If you’re on the highway and it has more than two lanes, being in the middle lane is good too. This allows the people coming onto the highway the chance to come on in the right lane safely and they can still pass you. If you’re on a back one lane road, and you notice a line up behind you? Be courteous and pull over when you can, let them pass and then get back on the road. That’s not really a rule if you’re going the speed limit. That’s just being nice :).
Watch Your Speed: You want to try and maintain the speed limit. But, in regions that have 70 MPH spots on their highway? Doing that speed in an RV is not safe or logical. One, you have a lot more volume to slow down.

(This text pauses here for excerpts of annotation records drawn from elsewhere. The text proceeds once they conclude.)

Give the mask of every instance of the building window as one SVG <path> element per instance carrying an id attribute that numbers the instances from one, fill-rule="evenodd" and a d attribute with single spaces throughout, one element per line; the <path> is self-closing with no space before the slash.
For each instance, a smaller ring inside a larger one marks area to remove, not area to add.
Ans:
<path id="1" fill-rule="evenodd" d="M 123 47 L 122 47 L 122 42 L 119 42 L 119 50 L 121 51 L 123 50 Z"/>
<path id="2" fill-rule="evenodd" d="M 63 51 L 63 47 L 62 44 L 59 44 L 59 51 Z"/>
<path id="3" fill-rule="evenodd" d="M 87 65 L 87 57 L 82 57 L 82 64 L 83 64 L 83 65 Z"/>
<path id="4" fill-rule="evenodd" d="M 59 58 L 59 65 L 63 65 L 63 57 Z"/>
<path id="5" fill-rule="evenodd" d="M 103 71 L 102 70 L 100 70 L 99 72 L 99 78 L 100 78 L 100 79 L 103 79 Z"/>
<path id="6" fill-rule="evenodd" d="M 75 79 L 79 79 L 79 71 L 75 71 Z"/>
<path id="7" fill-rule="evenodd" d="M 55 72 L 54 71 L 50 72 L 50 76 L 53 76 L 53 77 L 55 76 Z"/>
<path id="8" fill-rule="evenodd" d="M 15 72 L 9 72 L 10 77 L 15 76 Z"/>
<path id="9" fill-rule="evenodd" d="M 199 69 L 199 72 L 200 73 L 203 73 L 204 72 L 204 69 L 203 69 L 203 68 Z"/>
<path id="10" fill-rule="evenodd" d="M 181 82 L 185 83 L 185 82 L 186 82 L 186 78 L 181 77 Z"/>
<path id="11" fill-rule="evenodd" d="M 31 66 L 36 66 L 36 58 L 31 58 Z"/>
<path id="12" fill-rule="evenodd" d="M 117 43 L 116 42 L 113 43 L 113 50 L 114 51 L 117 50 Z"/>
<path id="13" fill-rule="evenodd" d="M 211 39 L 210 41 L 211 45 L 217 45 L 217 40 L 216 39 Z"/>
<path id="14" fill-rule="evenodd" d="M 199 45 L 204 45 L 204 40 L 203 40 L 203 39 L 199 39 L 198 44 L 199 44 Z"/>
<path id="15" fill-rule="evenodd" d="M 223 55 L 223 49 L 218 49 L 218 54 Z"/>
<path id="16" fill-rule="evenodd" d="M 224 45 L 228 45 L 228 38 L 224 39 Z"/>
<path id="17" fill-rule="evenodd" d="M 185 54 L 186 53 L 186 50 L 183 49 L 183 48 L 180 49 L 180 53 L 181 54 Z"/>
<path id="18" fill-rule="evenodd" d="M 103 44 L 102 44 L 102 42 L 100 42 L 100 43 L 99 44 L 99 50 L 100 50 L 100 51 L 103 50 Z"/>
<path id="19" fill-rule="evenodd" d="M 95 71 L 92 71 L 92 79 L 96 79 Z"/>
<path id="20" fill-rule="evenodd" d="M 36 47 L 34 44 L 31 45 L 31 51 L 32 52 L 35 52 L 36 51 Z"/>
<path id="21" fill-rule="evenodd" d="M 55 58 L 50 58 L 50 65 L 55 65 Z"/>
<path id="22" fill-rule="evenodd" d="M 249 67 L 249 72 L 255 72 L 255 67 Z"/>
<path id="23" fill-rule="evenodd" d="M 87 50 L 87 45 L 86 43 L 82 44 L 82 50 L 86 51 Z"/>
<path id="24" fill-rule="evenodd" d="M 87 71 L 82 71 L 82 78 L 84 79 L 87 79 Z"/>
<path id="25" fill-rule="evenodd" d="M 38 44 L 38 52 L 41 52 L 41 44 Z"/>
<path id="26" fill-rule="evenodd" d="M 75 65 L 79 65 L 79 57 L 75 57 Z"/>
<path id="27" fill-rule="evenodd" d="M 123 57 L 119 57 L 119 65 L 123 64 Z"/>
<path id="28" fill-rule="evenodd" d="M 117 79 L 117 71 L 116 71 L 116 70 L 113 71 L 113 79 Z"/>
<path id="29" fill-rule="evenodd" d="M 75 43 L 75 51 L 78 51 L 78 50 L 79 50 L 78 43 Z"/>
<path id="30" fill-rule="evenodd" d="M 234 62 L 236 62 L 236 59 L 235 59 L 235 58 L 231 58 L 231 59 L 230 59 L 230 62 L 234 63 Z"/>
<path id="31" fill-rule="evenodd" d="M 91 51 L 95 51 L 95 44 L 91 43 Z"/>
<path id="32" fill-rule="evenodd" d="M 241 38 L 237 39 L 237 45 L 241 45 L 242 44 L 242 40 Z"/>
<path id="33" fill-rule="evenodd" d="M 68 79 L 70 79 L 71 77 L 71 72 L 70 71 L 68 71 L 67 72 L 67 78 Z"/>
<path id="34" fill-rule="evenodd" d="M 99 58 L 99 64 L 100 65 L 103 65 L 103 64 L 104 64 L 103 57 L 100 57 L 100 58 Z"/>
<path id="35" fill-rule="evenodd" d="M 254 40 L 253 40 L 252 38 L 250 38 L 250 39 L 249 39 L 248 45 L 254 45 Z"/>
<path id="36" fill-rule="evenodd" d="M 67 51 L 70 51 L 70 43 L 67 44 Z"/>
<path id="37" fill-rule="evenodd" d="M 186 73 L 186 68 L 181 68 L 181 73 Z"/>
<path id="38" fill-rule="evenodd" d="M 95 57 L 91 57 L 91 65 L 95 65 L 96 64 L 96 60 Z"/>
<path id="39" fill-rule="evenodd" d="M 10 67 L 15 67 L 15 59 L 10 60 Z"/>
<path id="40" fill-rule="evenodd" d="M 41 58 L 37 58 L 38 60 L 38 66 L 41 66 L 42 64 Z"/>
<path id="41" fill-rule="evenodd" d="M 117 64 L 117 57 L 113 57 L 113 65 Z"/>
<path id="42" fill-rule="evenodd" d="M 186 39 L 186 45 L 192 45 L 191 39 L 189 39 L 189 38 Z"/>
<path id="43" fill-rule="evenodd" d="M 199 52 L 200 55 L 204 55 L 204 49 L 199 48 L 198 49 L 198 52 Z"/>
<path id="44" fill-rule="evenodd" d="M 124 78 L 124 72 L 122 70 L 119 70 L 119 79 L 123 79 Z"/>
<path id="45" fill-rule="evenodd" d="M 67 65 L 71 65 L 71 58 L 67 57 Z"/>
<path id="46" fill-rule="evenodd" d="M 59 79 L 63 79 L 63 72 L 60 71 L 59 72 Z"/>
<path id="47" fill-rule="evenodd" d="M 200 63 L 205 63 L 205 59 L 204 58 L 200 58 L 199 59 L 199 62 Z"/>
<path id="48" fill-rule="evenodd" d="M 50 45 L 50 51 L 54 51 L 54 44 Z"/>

You are not able to stop on a dime with the weight you’re carrying. Two, you’re already spending a lot on gas. You don’t want to lower your gas mileage even more by going faster and dragging the weight behind you. You’ll be lucky to get 15 – 18 MPG, why take that down to 10 MPG?
The safest speed to go is generally 50 – 55. But, definitely less than 60 mph. On the highway, you may be going lower than the posted speed limit, but going any faster than that just isn’t safe when taking into account breaking when traffic suddenly slows down. Driving over a bridge on a windy day? That’s hazardous enough in a car. I suggest getting a feel for your cargo and what you feel comfortable with.
Watch Your Distance: The car in front of you now has limited vision of what’s behind him. As a result, driving too close, you will make them nervous because that limited vision just became no vision, as your vehicle is taking up their entire rear view mirror. Plus, if you have to stop quickly? You just took out their back end. Because stopping quickly and RVs probably do not go in the same sentence. I would suggest keeping at minimum, one and a half car lengths between you and the car in front of you. Preferably, two to three car lengths.
Parking: When stopping for meals, and / or stopping at an attraction site, you want to be courteous and park well away from the entrance of the building. You’re going to be taking up more than two or three spots. More like 6 – 9 spots! And hey, there’s your exercise :). Best spots may be against the far curb, or in larger parking lots, in the back corners where there are no cars, or join your other friends where they’ve parked. Giving Kudos to my friends Karen & Drew in the picture below on the day they got theirs.
What other tips would you suggest for road etiquette? Have you seen another RV owner not following these tips?